Many LLMs appear to be widely overparameterized, but with no apparent gain in performance. Why is this? Results on the Falcon LLM suggest why.
It appears that many text datasets have too many duplicates, effectively lowering the size. This likely causes the large alphas we see in models like LLAMA
Falcon, however, was trained on an extremely clean dataset. And the proof is in the pudding, so to speak.

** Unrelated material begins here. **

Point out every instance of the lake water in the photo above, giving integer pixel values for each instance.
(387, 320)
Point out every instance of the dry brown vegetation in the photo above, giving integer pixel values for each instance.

Most people think that overparameterized models should always do better (due to Double Descent or some other argument). But this is not the case. In almost every case we have looked at, on average, higher quality models have smaller, not larger, alphas.